Benny Gantz a lancé un appel à Benyamin Netanyahou samedi 23 août pour former un nouveau gouvernement qui écarterait l’extrême droite. L’ancien chef d’état-major explique que ce gouvernement temporaire serait chargé de la libération de tous les otages.
Ancien chef d’état-major de l’armée israélienne, Benny Gantz s’est reconverti dans la politique en scellant dans un premier temps une alliance avec Benyamin Netanyahou, avant de s’en détacher, porté par l’opportunisme plus que par les divergences avec l’inamovible premier ministre israélien.
Cette fois, Gantz – qui ne s’est pas opposé à la politique génocidaire – se présente en chevalier blanc pour réconcilier la société israélienne, dont une partie manifeste, convaincue que la poursuite de la guerre ne permettra pas la libération des otages israéliens.

Écarter l’extrême droite


Gantz a lancé samedi 23 août un appel à Netanyahou et à deux autres dirigeants de l’opposition pour former un gouvernement temporaire permettant de libérer tous les otages à Gaza et de trouver une solution à l’épineuse question de la conscription des juifs ultraorthodoxes. Cette opération permettrait alors d’écarter l’extrême droite qui s’oppose à tout accord pour la libération des otages.

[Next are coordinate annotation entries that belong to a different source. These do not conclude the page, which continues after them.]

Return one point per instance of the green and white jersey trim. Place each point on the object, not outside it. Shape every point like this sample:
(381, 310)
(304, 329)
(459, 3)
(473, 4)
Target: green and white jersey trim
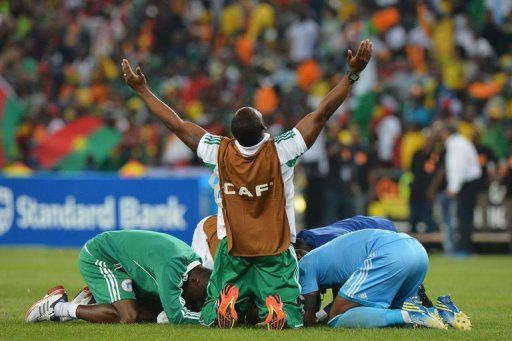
(289, 145)
(113, 287)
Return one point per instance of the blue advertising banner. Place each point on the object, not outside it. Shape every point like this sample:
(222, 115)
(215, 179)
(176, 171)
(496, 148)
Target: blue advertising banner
(60, 210)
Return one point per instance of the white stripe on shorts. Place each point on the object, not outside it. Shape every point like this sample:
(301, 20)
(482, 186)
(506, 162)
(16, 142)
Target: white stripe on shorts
(367, 265)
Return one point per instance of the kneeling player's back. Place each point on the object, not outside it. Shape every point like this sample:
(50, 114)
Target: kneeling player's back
(139, 245)
(334, 262)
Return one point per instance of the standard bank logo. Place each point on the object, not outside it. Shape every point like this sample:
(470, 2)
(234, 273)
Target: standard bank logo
(6, 209)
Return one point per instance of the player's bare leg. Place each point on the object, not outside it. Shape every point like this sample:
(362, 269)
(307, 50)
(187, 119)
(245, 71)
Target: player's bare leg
(124, 311)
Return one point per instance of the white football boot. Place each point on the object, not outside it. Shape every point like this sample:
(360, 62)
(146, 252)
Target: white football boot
(43, 310)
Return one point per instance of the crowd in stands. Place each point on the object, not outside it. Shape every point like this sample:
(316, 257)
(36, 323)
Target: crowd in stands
(434, 60)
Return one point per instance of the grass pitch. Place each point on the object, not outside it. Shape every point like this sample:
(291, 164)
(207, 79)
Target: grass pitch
(481, 286)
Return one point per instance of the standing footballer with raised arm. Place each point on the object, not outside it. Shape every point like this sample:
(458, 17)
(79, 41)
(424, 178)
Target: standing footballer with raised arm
(256, 223)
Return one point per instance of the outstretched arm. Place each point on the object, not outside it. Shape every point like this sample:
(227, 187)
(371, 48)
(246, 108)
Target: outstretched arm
(188, 132)
(311, 125)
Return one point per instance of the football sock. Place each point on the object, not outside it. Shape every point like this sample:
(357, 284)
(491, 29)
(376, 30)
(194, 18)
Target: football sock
(368, 317)
(65, 309)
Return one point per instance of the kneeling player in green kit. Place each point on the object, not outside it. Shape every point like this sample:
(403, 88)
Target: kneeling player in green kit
(132, 276)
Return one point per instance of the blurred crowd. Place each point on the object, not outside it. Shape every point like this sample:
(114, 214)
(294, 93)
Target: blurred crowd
(434, 61)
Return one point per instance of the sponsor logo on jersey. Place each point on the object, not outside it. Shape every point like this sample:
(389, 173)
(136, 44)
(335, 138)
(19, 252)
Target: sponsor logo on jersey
(230, 189)
(6, 209)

Sauf que l’ancien militaire ne dispose pas vraiment d’atouts susceptibles d’intéresser Netanyahou. Sur le papier, il promet le soutien de 72 des 120 députés qui composent la Knesset. Mais en réalité, tous les sondages israéliens récents affirment que son parti, le Bleu Blanc, ne serait plus en capacité de franchir le seuil électoral.

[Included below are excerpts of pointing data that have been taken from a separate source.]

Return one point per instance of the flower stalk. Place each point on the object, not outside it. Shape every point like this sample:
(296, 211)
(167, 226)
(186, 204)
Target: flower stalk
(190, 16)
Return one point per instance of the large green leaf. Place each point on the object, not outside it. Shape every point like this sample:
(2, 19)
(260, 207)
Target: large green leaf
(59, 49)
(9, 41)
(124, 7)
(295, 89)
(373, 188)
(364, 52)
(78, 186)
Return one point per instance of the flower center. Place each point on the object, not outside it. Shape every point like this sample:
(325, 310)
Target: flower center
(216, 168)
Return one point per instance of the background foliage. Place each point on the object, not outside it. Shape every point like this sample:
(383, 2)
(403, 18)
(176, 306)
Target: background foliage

« Il est temps de former un gouvernement de rachat des prisonniers », a-t-il dit. Pour l’heure, il n’a reçu aucune réponse du premier ministre. Le Hamas a, lui, approuvé lundi un projet d’accord prévoyant une trêve de soixante jours durant laquelle les otages seraient relâchés en deux temps en échange de la libération de centaines de prisonniers palestiniens.